On the annoying side, I am not receiving much feedback from my teachers. My first two graded assignments have come back A and A-, which is nice, but the comments on my work in general are frustrating. Mostly it's scattered, generic praise, like "Good!" and "Nice effort!" What could be more demoralizing than "Nice effort!" even when it's attached to an A paper? And this from a teacher who just that class ran a discussion on not giving empty praise when responding to student assignments.

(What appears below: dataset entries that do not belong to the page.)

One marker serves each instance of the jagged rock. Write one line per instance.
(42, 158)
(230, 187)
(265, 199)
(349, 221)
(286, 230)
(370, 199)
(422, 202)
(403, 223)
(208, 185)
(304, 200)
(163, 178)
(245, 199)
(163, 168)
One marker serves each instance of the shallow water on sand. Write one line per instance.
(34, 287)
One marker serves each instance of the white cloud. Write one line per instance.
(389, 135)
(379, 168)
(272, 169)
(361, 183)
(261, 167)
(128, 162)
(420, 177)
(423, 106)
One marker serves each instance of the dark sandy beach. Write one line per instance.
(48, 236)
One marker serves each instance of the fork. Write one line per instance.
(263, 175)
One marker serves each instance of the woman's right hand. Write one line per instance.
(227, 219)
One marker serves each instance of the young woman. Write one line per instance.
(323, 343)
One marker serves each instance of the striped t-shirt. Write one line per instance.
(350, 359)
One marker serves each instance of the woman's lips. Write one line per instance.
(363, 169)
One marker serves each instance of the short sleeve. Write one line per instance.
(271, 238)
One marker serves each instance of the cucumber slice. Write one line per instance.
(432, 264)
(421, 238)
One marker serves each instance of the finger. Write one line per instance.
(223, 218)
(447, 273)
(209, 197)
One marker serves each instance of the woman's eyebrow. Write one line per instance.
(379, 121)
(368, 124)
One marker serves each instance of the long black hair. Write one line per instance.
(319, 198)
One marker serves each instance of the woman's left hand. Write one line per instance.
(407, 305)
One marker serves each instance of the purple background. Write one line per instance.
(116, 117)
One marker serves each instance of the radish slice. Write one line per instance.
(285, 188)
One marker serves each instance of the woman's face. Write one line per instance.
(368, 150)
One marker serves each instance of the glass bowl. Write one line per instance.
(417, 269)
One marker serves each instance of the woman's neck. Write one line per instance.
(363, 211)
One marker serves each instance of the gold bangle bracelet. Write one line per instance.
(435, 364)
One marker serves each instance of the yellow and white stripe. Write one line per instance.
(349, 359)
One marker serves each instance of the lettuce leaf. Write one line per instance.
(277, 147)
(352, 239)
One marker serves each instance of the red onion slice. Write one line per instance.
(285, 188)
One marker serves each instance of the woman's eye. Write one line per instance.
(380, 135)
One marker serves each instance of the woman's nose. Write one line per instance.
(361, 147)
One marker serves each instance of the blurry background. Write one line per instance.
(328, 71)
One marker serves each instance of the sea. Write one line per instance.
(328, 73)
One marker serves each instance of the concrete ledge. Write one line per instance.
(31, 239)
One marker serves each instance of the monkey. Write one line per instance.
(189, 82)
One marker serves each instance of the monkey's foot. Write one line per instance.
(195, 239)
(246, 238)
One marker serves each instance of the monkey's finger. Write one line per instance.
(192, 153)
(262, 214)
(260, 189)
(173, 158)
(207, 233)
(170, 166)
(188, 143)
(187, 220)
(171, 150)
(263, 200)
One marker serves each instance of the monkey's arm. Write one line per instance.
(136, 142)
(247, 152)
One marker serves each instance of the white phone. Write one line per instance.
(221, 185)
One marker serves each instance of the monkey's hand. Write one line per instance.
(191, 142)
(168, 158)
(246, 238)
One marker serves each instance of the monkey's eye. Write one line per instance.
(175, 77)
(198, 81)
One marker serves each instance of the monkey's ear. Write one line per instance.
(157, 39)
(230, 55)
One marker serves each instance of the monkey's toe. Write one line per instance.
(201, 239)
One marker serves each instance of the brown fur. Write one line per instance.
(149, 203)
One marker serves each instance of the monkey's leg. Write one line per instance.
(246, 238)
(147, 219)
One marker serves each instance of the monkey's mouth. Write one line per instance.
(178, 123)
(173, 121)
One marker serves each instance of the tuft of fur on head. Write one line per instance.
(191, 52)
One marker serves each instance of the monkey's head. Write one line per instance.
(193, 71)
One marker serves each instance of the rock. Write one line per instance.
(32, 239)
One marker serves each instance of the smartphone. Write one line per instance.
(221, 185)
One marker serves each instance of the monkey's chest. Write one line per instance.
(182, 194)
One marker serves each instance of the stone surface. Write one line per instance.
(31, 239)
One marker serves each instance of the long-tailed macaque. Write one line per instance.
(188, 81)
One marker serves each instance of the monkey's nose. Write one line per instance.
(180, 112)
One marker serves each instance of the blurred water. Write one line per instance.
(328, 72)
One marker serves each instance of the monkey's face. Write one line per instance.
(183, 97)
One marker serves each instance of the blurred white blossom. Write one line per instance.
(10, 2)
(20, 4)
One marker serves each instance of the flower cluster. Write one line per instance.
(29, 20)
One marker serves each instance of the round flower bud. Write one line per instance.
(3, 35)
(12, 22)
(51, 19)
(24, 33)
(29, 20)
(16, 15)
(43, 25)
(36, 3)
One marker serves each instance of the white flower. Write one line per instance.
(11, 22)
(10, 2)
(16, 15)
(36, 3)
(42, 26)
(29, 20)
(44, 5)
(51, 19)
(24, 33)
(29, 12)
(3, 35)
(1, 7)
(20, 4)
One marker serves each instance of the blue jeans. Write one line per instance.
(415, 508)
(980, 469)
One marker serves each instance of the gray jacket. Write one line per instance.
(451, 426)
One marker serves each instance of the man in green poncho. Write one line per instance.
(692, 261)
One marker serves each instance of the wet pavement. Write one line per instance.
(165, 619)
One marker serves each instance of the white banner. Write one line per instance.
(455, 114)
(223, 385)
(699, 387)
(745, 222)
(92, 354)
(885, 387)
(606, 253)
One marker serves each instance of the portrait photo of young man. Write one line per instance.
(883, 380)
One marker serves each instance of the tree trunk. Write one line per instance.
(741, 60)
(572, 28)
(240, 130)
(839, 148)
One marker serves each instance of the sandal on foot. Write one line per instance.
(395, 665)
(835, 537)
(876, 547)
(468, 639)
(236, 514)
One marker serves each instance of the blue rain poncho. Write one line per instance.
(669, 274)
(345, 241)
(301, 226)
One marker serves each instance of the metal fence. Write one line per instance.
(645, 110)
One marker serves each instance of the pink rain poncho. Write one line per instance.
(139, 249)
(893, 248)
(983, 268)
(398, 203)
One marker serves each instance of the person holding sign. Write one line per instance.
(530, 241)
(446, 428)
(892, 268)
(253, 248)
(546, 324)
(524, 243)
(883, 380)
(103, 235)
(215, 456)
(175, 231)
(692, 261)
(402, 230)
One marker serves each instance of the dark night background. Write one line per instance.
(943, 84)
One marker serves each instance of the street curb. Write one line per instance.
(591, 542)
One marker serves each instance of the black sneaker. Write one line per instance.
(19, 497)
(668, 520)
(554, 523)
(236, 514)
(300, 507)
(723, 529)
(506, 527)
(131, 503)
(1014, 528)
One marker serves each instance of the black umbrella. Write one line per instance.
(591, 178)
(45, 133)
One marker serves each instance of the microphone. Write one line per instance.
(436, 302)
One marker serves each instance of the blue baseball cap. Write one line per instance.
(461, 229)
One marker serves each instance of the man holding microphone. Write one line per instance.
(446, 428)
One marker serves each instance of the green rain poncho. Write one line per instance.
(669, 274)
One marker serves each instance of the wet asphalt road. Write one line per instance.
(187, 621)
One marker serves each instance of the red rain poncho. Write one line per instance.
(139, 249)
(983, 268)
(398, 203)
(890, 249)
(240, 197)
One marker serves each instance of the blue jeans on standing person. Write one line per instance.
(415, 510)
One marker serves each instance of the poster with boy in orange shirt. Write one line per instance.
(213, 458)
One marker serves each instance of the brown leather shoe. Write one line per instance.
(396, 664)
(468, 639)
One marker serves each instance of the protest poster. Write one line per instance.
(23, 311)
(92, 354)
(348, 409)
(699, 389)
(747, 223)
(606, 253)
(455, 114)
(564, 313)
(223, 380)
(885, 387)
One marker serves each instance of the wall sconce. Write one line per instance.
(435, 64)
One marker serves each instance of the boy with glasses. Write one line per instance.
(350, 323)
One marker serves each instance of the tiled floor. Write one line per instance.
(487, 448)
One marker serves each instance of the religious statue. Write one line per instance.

I feel as if the work I'm doing is unremarkable, and I don't want (or think I'd deserve) an A just for "trying hard." I don't mind it being known that I've worked hard to achieve excellence, but it's the excellence I'd like to be known for more than the effort. Or perhaps I'm just so blazingly smart that my teachers are paralyzed and unable to comment.

2 comments:

OlmanFeelyus said...

Yes, I find it frustrating not getting good feedback on work. It could be that you are a bit above the class level in talent and thus the teacher doesn't have that much to say. Things will get more challenging, I would imagine. I'm taking a technical writing class, which is a requirment, but for which I am way overqualified. Not that I'm all that great a writer, but it is aimed at people who don't have a lot of practice writing and there is tons of business writing like memos and instructions and reports of which I have done hundreds. But I don't get much feedback in that class either.

Remember this feeling, though, when you are grading other students' work in the future!

Mustapha Mond said...

You're absolutely right. I keep hearing how we're "doomed" to teach the same way we were taught. I'll have to make sure my own experiences as a student overcome that fate.